Ein Seebad, welches allen diesen Anforderungen entspricht, kann man mit Recht als ein kräftiges, wirksames Heilmittel betrachten, welches das Vertrauen, das man in seine Heilkräftigkeit setzt, vollkommen rechtfertigen wird, und gibt so die Norm oder den Maßstab ab, nach welchem alle Seebäder rücksichtich ihrer Eigenschaften zu beurteilen sind. Wären diese bei Allen ein und dieselben, so würden auch gleiche Wirkungen von Allen zu erwarten sein, und die aufgeworfene Frage, ob die Wahl des Seebades gleichgültig sei oder nicht, wäre überflüssig und mit ihr das ganze Kapitel. Wie aber alle Dinge in der Welt, selbst die ähnlichsten, eine Varietät wahrnehmen lassen, so ist es auch der Fall mit den Seebädern, von denen keineswegs Alle in gleichem Maße auf den vollen Besitz der genannten Eigenschaften eines allen Anforderungen genügenden Seebades Anspruch machen kennen. Vielmehr zeigen sie eben hinsichtlich dieser vielfache Verschiedenheiten, die teils in den Loyalitäten jedes Einzelnen derselben, teils in den generellen Eigentümlichkeiten des Meers, dem sie angehören, ihren Grund haben. — Die Letzteren sind es, welche die Einteilung aller jetzt in Gebrauch befindlichen Seebader in 3 Hauptklassen, in die der Nordsee, des Mittelländischen Meeres und der Ostsee bedingen. Jedes dieser 3 Meere hat seine besonderen Eigentümlichkeiten, welche allen an oder in ihm gelegenen Seebädern gemeinschaftlich sind. So charakterisiert sich die Nordsee und ihre Seebäder durch starken Salzgehalt, Ebbe und Fluch und kräftigen Wellenschlag; so das Mittelländische Meer und seine Seebäder durch noch stärkeren Salzgehalt, aber Mangel an eigentlicher Ebbe und Flut und deshalb an Wellenschlag; so endlich die Ostsee und ihre Bäder durch den geringsten Salzgehalt und gänzlichen Mangel an Ebbe und Flut, und dadurch ebenfalls an eigentlichem Wellenschlag.

Um den Unterschied der Meere in Bezug auf den Salzgehalt ihres Wassers recht anschaulich zumachen, mögen hier folgende zuverlässige*) Angaben darüber Platz finden:

*) Die Zuverlässigkeit dieser Angaben findet ihre Garantie in der von dem bekannten Chemiker, dem gelehrten Oberbergkommissar Brandé, hier auf meinen Wunsch vorgenommenen Revision derselben.

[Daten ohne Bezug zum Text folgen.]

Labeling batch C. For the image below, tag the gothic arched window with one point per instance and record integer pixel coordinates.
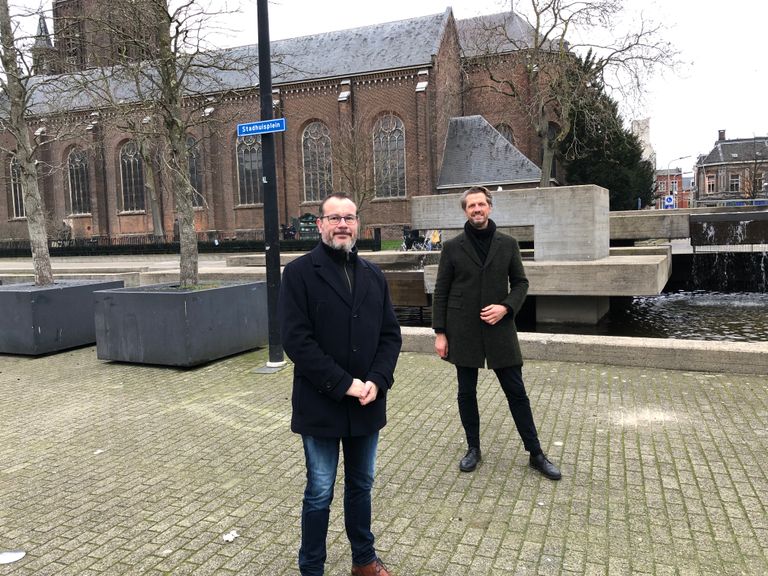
(195, 171)
(506, 131)
(132, 177)
(79, 188)
(250, 170)
(318, 165)
(17, 190)
(389, 157)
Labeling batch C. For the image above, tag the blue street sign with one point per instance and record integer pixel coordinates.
(261, 127)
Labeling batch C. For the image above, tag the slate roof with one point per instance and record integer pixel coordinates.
(494, 33)
(477, 154)
(395, 45)
(43, 37)
(389, 46)
(739, 150)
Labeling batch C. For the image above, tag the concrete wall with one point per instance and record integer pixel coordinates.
(666, 353)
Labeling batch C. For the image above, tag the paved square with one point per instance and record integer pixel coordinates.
(115, 469)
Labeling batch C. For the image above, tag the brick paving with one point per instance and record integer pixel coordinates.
(110, 468)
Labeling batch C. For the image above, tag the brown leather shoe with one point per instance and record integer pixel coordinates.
(375, 568)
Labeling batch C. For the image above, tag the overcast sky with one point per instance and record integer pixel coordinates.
(720, 84)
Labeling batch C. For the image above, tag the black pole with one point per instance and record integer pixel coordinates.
(271, 232)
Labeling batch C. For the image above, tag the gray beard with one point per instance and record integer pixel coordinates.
(346, 246)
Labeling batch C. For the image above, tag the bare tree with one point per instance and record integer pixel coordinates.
(528, 58)
(15, 87)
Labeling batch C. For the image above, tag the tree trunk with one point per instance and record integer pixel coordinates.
(16, 93)
(547, 159)
(38, 235)
(182, 192)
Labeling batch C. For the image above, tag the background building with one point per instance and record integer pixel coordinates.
(734, 172)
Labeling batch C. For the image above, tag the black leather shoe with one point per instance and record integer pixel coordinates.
(470, 460)
(541, 463)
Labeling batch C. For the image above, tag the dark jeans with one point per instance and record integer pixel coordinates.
(511, 380)
(322, 459)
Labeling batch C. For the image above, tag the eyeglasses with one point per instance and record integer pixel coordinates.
(335, 219)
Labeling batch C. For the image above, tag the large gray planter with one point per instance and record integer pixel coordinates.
(36, 320)
(163, 324)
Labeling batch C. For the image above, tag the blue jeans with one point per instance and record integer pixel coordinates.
(322, 459)
(511, 380)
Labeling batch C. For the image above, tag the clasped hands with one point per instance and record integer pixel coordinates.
(366, 392)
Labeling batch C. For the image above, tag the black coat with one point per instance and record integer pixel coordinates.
(332, 338)
(464, 286)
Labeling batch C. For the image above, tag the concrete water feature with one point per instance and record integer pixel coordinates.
(574, 272)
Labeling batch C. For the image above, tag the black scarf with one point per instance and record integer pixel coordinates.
(481, 238)
(346, 262)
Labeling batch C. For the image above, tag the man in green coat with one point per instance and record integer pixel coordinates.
(480, 287)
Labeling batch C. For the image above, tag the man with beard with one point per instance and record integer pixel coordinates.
(339, 328)
(480, 287)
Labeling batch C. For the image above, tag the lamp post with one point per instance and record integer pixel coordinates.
(669, 190)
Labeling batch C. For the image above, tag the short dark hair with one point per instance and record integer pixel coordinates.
(476, 190)
(338, 196)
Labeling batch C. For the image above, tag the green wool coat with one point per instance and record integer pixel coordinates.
(464, 286)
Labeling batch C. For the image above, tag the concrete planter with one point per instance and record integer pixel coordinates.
(163, 324)
(36, 320)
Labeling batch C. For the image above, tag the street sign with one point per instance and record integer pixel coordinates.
(261, 127)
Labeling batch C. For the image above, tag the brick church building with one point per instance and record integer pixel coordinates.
(388, 111)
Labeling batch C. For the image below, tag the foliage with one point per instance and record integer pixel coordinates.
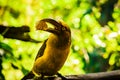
(95, 37)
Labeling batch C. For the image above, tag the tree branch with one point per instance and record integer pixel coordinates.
(20, 33)
(111, 75)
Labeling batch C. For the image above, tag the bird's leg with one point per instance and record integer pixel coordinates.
(63, 78)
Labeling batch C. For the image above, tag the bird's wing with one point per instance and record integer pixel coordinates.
(41, 50)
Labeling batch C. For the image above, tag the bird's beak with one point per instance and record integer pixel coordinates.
(43, 26)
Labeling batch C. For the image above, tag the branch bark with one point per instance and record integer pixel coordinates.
(20, 33)
(111, 75)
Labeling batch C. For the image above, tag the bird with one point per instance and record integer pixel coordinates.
(54, 51)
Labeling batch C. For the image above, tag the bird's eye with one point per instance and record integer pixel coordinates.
(63, 28)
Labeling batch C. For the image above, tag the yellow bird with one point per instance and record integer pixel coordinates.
(54, 51)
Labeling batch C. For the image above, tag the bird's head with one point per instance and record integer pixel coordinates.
(60, 29)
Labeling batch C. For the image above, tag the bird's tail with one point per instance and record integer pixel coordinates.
(30, 75)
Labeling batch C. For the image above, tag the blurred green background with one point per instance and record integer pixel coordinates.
(95, 26)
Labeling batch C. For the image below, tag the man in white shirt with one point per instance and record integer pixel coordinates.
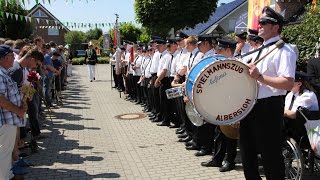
(261, 130)
(242, 46)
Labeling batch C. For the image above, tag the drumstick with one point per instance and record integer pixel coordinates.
(278, 45)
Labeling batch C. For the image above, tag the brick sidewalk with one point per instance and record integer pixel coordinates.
(87, 142)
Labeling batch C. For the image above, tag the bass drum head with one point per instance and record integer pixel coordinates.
(192, 115)
(224, 93)
(195, 70)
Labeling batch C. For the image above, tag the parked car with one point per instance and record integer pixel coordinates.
(80, 53)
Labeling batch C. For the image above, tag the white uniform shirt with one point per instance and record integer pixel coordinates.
(195, 56)
(307, 99)
(246, 48)
(147, 65)
(183, 57)
(173, 69)
(127, 60)
(137, 62)
(155, 62)
(164, 63)
(279, 63)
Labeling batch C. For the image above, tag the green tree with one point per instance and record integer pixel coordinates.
(161, 15)
(128, 31)
(305, 35)
(93, 34)
(75, 37)
(8, 26)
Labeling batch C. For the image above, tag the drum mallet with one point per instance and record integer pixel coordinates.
(278, 45)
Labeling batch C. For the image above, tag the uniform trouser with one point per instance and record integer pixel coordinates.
(47, 86)
(155, 96)
(223, 145)
(137, 88)
(62, 76)
(145, 91)
(204, 136)
(150, 99)
(7, 141)
(115, 76)
(261, 132)
(129, 83)
(33, 112)
(164, 102)
(91, 71)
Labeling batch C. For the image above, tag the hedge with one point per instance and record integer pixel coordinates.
(80, 60)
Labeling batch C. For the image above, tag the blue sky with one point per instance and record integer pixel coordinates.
(95, 11)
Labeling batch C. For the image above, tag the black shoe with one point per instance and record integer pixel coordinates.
(184, 135)
(163, 124)
(190, 143)
(188, 138)
(211, 163)
(180, 131)
(156, 120)
(192, 147)
(202, 152)
(227, 167)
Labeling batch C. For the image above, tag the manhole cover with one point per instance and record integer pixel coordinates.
(131, 116)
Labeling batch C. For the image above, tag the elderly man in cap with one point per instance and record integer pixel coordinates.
(11, 112)
(242, 46)
(261, 130)
(91, 60)
(224, 146)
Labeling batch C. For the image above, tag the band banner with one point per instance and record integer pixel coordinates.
(254, 12)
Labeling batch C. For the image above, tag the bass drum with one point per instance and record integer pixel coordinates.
(193, 115)
(222, 92)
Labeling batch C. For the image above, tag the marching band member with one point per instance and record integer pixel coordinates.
(204, 133)
(242, 45)
(179, 78)
(223, 144)
(261, 130)
(91, 60)
(155, 90)
(163, 82)
(137, 73)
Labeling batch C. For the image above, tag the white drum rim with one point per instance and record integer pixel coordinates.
(222, 122)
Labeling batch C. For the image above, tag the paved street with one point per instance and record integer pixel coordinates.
(86, 141)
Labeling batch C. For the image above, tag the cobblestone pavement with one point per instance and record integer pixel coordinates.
(86, 141)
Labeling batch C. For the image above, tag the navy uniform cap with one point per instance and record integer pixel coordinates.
(205, 38)
(4, 50)
(227, 43)
(160, 41)
(302, 76)
(253, 32)
(55, 54)
(242, 35)
(181, 35)
(171, 41)
(271, 16)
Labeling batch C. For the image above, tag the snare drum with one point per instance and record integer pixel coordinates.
(193, 115)
(222, 92)
(175, 92)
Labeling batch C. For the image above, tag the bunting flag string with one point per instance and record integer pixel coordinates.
(42, 22)
(36, 1)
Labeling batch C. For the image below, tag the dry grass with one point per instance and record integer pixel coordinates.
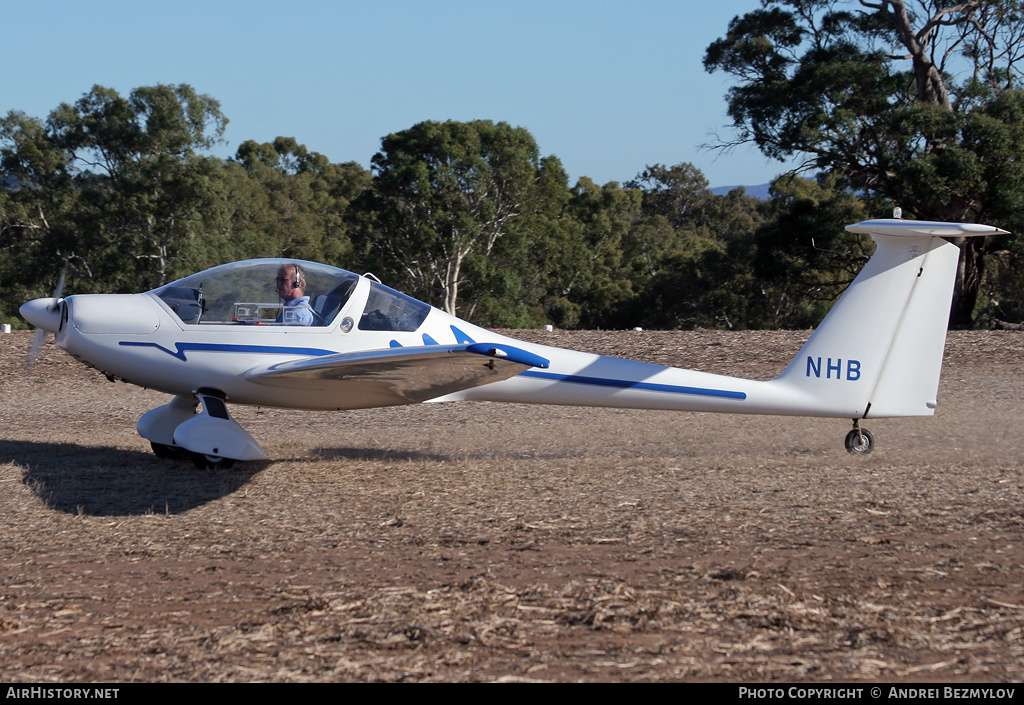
(494, 542)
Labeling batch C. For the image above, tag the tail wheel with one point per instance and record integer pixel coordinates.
(859, 442)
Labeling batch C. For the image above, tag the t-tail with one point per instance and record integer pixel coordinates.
(877, 354)
(879, 350)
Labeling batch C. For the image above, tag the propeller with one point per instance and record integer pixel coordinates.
(40, 337)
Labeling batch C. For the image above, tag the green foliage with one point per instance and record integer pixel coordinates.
(937, 134)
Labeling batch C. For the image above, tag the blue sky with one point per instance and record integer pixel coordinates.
(608, 87)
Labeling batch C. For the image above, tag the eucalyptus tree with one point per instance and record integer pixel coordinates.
(116, 185)
(450, 201)
(914, 101)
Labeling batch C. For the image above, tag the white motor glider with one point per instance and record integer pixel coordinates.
(212, 338)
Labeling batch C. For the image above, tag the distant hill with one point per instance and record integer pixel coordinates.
(760, 191)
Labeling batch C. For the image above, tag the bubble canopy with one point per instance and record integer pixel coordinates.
(246, 293)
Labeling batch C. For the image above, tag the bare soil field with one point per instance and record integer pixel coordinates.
(482, 542)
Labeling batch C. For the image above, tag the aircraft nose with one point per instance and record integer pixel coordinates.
(42, 313)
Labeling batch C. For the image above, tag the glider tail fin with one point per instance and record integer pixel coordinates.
(879, 350)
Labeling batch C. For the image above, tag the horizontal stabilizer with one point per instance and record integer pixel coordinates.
(399, 375)
(915, 229)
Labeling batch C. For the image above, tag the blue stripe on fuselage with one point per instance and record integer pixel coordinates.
(627, 384)
(182, 347)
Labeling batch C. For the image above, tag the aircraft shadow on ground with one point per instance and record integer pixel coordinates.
(380, 454)
(105, 482)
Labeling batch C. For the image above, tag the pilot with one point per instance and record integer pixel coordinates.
(291, 284)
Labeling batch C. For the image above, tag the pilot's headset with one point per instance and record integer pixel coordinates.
(299, 277)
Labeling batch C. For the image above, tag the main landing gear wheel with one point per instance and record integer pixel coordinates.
(859, 442)
(211, 462)
(166, 452)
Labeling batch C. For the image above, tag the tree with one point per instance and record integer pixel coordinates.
(118, 182)
(446, 198)
(303, 199)
(889, 98)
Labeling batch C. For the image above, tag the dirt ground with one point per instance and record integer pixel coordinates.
(480, 542)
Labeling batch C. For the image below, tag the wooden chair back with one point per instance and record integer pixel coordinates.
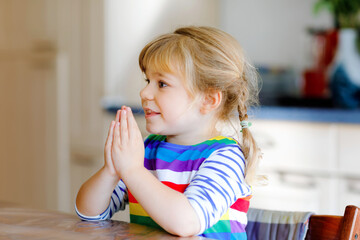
(332, 227)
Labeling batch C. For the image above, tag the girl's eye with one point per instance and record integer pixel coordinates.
(162, 84)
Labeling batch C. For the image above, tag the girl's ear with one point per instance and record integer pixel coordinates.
(211, 101)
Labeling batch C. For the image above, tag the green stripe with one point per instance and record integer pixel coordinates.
(224, 140)
(144, 221)
(220, 226)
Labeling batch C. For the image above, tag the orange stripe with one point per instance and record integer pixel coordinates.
(177, 187)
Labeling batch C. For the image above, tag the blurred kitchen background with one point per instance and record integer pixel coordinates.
(65, 65)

Aus Marcets Untersuchungen geht hervor, daß das Meerwasser des Ozeans der nördlichen Hemisphäre in den mittleren Breiten durch Abrauchen 4, 26 p. C. einer Salzmischung liefert, die er zusammengesetzt fand aus:

2,6600 Chlor-Natrium (salzsaur. Natrum-Kochsalz)
0,4660 Schwefelsaures Natrum
0,1232 Chlor-Calcium (salzsaur. Kalk)
0,5134 Chlor-Magnium (salzsaur. Magnesia)

3,7646
0,4954 Verlust an Feuchtigkeit.

4,2600 *)

*) Durch neuere Analysen sind auch Spuren von Jod und Kali-Verbindungen nachgewiesen, namentlich in der Analyse von Laurens, journ. De Pharmacie N.II. Fevr. 1835.

Ferner hat Marcet gezeigt, daß die Mischung des Salzgehaltes im eigentlichen Meerwasser überall gleich sei.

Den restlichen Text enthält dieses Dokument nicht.